That is the number that makes fracking profitable.

 

For major reserves it takes an incredible amount of up front capital to exploit.  With fracking (without regulation) the costs to start and then to stop are almost negligible.  At $65 start up fraking again, flood the market, when it dips to $55 stop.

 

I work in oil & gas in New Orleans, and deep water is pretty much toast for a generation.  Some people may applaud that, but think about the fines BP had to spend on Macondo.  The oil companies still need more discipline, but they are much more risk averse for safety and the environment just to ensure their investment is jeopardized.  A fracking company can start up and disappear within a month, leaving all the environmental problems for someone else to clean up.

  • 1 month later...

Well sure exploration goes up when prices go up, but all the easy stuff has been found and put into production already.  So like I said, it takes more work (and money) to find, extract, and refine the smaller, dirtier, harder to reach fields.  Since the world (and especially the American) economy is predicated on inexpensive oil, when prices get high enough to make producing these resources viable, demand goes down, and those prices crash.  This is the supply/demand destruction cycle we've seen playing out, due to time lag between supply and demand responses, plus other investments and subsidies that further distort normal market forces. 

 

You are correct.  Development of expensive, low energy returned on energy-invested oil (EROEI) is the result of peak oil, which was never about running out of oil but about how fast you can get it out of the ground to keep production growing an affordable price.  We're stuck between an inability to grow production as fast as we did for the first 150 years of the oil age and an economy that needs cheap oil to function. 

 

  • 1 month later...

Despite temporarily low oil prices and what the industry and media say, Peak Oil is still a reality.  Discovery of new sources of oil have been lagging behind global oil production for decades  and it is now at a 70-year low:

 

Peak Oil by Any Other Name is Still Peak Oil

 

One of the most compelling charts I have ever seen is the “Growing Gap” chart that used to appear on the front page of every ASPO Newsletter. This is the one from the last ASPO Newsletter, written by Colin Campbell and published in April 2009.

 

Since then, more than seven years have passed, and peak oil has disappeared from the mainstream press headlines--almost. On August 29, Bloomberg published a story alerting to the fact that conventional oil discovery has reached a 70-year low. It published a very interesting chart, using data provided by Wood Mackenzie, the oil consulting firm, to show that fact. Unlike the ASPO chart, Bloomberg's chart only goes back to 1947, the year before Ghawar was discovered...

 

Full article at:

 

http://www.resilience.org/stories/2016-09-08/peak-oil-by-any-other-name-is-still-peak-oil

It's market forces at work keeping new discoveries down since it costs a lot to get oil today out of the ground while prices are low.

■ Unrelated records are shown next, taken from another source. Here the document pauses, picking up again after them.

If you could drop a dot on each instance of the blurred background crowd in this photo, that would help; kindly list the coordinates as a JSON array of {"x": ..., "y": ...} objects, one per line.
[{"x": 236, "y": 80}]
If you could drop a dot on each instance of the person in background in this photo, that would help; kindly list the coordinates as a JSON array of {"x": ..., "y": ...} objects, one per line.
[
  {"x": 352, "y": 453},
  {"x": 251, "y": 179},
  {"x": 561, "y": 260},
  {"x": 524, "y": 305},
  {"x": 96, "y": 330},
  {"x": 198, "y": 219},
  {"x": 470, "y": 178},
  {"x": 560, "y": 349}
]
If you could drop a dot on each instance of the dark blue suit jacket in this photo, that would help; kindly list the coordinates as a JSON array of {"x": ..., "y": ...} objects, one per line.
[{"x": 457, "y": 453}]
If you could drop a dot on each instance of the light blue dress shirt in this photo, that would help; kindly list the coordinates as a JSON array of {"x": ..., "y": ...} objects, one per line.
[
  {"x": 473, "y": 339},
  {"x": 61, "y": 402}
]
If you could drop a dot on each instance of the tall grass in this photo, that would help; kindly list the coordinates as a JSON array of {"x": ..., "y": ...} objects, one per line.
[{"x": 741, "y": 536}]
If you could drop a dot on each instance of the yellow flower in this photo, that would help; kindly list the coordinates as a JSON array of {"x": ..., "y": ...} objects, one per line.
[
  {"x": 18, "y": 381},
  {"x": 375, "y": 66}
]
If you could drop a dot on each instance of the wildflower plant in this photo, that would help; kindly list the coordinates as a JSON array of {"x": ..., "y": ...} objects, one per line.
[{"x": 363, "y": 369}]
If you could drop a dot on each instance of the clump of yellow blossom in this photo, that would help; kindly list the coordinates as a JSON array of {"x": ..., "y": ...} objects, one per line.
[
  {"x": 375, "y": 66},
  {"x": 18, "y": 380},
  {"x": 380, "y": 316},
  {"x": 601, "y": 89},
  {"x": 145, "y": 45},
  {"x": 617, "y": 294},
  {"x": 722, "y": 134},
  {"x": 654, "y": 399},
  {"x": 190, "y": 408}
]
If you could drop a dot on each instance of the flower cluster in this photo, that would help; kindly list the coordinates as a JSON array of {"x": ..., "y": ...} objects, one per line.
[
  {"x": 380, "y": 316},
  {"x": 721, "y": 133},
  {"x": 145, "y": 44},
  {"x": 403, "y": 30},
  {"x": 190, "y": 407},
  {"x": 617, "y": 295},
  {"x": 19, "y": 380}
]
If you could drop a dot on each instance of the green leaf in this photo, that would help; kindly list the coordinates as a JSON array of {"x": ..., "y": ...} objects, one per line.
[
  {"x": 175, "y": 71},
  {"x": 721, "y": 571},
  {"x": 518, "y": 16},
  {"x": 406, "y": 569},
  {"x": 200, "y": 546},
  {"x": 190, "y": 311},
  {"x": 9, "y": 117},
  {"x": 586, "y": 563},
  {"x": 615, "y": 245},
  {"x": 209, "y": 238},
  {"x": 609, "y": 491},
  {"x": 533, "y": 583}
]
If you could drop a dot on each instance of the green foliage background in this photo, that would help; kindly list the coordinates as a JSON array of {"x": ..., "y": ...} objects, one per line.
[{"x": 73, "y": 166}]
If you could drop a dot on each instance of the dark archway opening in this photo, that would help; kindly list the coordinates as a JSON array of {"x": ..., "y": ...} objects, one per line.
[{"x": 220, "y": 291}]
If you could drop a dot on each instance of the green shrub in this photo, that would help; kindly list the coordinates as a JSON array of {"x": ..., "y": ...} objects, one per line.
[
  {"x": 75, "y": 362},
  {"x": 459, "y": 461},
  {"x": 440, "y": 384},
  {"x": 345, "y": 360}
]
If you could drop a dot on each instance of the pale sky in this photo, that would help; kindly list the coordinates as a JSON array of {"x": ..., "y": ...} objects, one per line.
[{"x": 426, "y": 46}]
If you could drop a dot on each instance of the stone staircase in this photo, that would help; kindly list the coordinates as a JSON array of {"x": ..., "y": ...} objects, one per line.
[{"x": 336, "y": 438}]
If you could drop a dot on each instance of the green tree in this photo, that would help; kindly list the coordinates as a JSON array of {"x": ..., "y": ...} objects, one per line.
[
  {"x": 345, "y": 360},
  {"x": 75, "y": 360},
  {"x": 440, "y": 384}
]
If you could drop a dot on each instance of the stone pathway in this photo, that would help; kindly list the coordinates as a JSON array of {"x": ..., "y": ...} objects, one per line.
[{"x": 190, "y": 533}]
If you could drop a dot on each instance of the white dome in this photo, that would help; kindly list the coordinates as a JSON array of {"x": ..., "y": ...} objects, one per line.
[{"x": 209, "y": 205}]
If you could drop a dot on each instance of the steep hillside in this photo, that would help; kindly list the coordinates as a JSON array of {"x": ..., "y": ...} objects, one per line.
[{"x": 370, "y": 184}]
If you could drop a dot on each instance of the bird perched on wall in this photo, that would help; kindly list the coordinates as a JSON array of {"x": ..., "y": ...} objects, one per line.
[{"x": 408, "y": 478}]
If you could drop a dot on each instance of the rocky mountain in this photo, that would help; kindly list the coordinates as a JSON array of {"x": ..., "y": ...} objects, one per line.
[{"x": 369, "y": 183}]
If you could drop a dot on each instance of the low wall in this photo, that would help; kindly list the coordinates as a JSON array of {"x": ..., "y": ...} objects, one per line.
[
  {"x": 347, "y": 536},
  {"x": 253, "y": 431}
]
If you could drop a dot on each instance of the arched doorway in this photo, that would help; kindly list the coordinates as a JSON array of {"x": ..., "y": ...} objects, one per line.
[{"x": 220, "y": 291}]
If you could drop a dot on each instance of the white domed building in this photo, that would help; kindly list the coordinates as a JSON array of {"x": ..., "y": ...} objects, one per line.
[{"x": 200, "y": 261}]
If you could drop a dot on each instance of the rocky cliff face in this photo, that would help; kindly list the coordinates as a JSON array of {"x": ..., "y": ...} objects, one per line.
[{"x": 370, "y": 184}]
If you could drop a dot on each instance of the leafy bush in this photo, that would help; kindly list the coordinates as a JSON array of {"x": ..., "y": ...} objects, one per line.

It's market forces at work keeping new discoveries down since it costs a lot to get oil today out of the ground while prices are low.

 

Sorry, but no it's not.  Your statement is a good example of how we keep lying to ourselves about what's really going on.  Plus it's awfully easy to make a statement like that without providing a shred of evidence to back it up. Anyway...

 

1.  This is not a recent development.  Production has been exceeding new discoveries for several decades now-- read the article and look at the data (I suspect you haven't actually read the whole thing?). 

 

2.  Oil companies never stop looking for oil.  They need to replace their reserves in order to keep their stock prices up, the dividends going and the investors happy.  This problem really started rearing its head in the mid 1990s when decades old oil companies began merging.  They were merging because they could no longer increase their reserves anything but marginally with  new discoveries, so they increased them by merging.  In a similar vein, the reason Exxon, for example,  has been quietly buying back its stock for quite a few years now is to artificially keep the price of their stock up because they can no longer replace their reserves like they used to.  The new oil just isn't there in significant quantities anymore compared to the past. 

 

3.  New oil discoveries are expensive because they are smaller in size,  lower in quality, lower in yield, and lower in energy returned on energy invested compared to the super-giant fields in Saudi Arabia, Kuwait, Mexico, Texas (the original Texas fields, not the new shale oil ones), Shallow Gulf of Mexico, North Sea, Daquing field in China, Iran, Iraq, Alaska Prudhoe Bay, etc that were discovered decades ago.  If there were significant cheap, easy fields left that's what the oil companies would be going after, but there are none left.   

 

4.  90% of global production today comes from legacy, super-giant oil fields that are decades old (see partial list above).  There just isn't enough new oil out there to replace these huge, cheap, easy fields, many of which are in production decline. 

 

5.  Even when prices were higher, these new, expensive fields just couldn't do what the super-giant legacy fields (again, see above). It takes a couple thousand wells in the shale-oil fields of North Dakota, for example to produce what less than a 10th of that number can produce in Saudi Arabia.

 

6.  On top of it all, and I provide this one to show the level of denial that is occurring:  things that aren't crude oil have been included in "new oil production" since about 2006-- the industry and even the US government in the US Energy Information Administration changed the definition of crude oil to mask the problem.  They started including things like biofuels and natural gas liquids in the oil production figures.  These things aren't oil.  I even saw a figure in the Wall Street Journal a few years ago that was comparing US oil production with Saudi production in an effort to show that our oil production was exceeding that of Saudi Arabia.  But the US chart included natural gas liquids and biofuels, but not the Saudi chart.  Sorry, but you can't take two bushels of apples and a bushel of oranges produced in one place and compare it to to two and a half bushels of apples produced somewhere else and say the first place produced more apples. 

 

Reality is what it is.  Denial can't change it.  We are in the midst of Peak Oil now. 

 

 

And yet prices at the pump have been stable or declining for a long while now.  Years, honestly.  Peak oil alarmists have a serious boy-who-cried-wolf stigma at this point, at least when it comes to policy.  (And this is from someone who drives an electric car and lives in an urban neighborhood.)  Even if the fundamental underlying dynamic hasn't changed (demand for oil will at some point grow faster than the market can adapt due to physical realities of discovery and extraction), something is clearly counterbalancing it at the moment and has been for years.  I'm glad I didn't buy my LEAF for cost-saving reasons alone; I estimate my break-even point to be about $1.33/gal., and that's if I never charge at something like a ChargePoint station, where the price for electricity is actually far above the price of gasoline in terms of miles of personal mobility purchased.